In this example, the connector receives data in JSON format from a Kafka topic and forwards it to a Kudu table. The record schema is inferred based on the data.
{
 "connector.class": "org.apache.nifi.kafka.connect.StatelessNiFiSinkConnector",
 "meta.smm.predefined.flow.name": "Kudu Sink",
 "meta.smm.predefined.flow.version": "1.0.0",
 "key.converter": "org.apache.kafka.connect.storage.StringConverter",
 "value.converter": "org.apache.kafka.connect.converters.ByteArrayConverter",
 "tasks.max": "1",
 "nexus.url": "https://repository.cloudera.com/artifactory/repo",
 "extensions.directory": "/tmp/nifi-stateless-extensions",
 "working.directory": "/tmp/nifi-stateless-working",
 "input.port": "Input from Kafka",
 "failure.ports": "Failure",
 "krb5.file": "[***PATH TO KRB5 FILE***]",
 "topics": "[***KAFKA TOPIC NAME***]",
 "parameter.Kudu Sink Parameters:Kafka Message Data Format": "JSON",
 "parameter.Kudu Sink Parameters:Kerberos Keytab for Kudu": "[***PATH TO KUDU KEYTAB***]",
 "parameter.Kudu Sink Parameters:Kerberos Principal for Kudu": "[***KUDU PRINCIPAL***]",
 "parameter.Kudu Sink Parameters:Kudu Masters": "[***KUDU MASTER 1 WITH PORT***],[***KUDU MASTER 2 WITH PORT***],[***KUDU MASTER 3 WITH PORT***]",
 "parameter.Kudu Sink Parameters:Schema Access Strategy": "Infer Schema",
 "parameter.Kudu Sink Parameters:Table Name With Schema": "[***KUDU SCHEMA***].[***KUDU TABLE***]"
}
The following list collects the properties from the configuration example that must be customized for this use case.
krb5.file
The path to a krb5.conf file that contains the information needed to access the Kudu service on a Kerberized cluster
topics
The name of the Kafka topic that the connector fetches messages from.
Kafka Message Data Format
The format of the messages the connector receives from Kafka.
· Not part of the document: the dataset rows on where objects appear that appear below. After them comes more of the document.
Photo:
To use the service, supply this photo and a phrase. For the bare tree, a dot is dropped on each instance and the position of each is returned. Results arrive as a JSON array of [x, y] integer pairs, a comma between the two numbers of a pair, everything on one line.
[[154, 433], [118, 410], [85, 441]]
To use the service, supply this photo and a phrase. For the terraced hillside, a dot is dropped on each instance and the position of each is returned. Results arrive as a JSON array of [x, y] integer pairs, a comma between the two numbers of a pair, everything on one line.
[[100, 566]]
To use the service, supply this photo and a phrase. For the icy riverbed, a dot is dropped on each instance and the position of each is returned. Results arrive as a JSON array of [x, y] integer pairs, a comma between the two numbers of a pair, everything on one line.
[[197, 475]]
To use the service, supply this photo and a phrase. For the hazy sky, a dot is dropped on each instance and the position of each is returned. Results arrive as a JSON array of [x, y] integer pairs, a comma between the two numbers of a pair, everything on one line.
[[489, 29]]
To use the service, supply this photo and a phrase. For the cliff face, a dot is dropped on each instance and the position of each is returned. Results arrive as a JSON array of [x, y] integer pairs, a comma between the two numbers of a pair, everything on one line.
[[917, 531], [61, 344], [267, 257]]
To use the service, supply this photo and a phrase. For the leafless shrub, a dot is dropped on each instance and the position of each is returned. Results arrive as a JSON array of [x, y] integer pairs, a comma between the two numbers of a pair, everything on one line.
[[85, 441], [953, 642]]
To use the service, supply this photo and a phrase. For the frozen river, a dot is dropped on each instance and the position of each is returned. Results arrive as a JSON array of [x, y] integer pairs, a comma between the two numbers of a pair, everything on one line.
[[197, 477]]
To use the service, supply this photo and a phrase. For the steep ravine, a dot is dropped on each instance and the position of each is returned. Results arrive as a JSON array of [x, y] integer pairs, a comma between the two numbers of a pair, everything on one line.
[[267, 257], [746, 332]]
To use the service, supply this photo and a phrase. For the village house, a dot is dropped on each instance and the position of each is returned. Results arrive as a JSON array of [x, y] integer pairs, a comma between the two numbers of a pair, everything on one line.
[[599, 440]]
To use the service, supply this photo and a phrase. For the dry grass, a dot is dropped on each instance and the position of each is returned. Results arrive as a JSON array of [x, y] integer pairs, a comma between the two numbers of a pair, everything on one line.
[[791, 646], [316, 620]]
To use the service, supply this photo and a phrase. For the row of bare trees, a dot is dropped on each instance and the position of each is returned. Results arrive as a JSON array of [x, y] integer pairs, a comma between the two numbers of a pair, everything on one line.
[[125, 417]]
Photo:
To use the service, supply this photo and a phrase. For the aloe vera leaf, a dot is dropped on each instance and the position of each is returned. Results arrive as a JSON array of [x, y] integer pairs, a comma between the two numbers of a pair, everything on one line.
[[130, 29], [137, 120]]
In this example, this property is set to JSON. This means that the connector expects data in JSON format.
Kerberos Keytab for Kudu
The path to the keytab file that enables access to the Kudu service on a Kerberized cluster.
Kerberos Principal for Kudu
The principal used to access Kudu
Kudu Masters
A comma-separated list of server URLs that identify the Kudu service’s master nodes. For example: localhost:7051,localhost:7151,localhost:7251
Schema Access Strategy
Specifies the strategy used for determining the schema of the Kafka record. In this example, the property is set to Infer Schema. This means that the record schema is inferred based on the data the connector receives.
Table Name With Schema
The schema and name of the Kudu table in which the records get inserted.